Una vez en el nivel superior, Horacio anduvo silencioso y más sosegado hacia otras rampas secundarias y automáticas de escape, en compañía de Graco y la embajada de Bessarabia, escoltados por un destacamento de la guardia germana, su traje plateado concoideo, con blindaje y casco con forma de caperuza era peculiar e inimitable.

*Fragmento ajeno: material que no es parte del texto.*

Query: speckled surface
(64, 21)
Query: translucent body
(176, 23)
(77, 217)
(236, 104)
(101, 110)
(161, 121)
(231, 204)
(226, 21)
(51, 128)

Iba fijándose en los rasgos fisonómicos de la gente, se descubrieron ante él ojos de espanto de inquietud y desorden, solo hallaba falta de entelequia en sus semblantes; seres hermafroditas de particulares gestos afeminados, personajillos con escafandras plateadas deambulaban tropezando con cuerpos corpulentos, muchos otros personajes vestían de extravagantísimas maneras, entre zafios y ordinarios; la línea espacial de chaleco y capa destacaba entre los más atrevidos, algunos con casacas, en reiterantes y groseras burlas se alzaban. El silencio dio paso al sordo bullicio, algunos rincones estaban infectados de una ruidosa algazara, de comentarios insanos, de conversaciones que versaban sobre historias referentes al Limbo, sucesos los cuales pregonaban en altas voces; con pueril arrogancia e inflamando el ambiente con exhalaciones eléctricas, hombres de uniforme de aspecto funesto confiándole algo al oído a su leal subalterno, tal vez algún importante secreto entre susurros y, estos, soportando con aserción el enojoso sermón de su superior, circunloquios y comadreos entre contrabandistas, bellas siervas en compañía de caballeros de abolengo, las caricias menudeaban tanto como la sabia ligereza de sus manos y labios; comburentes roces de metálicos bríos, procedentes de combosos fondos mal iluminados, una voz interna le incitaba a esconder el ánima de su propia mortalidad.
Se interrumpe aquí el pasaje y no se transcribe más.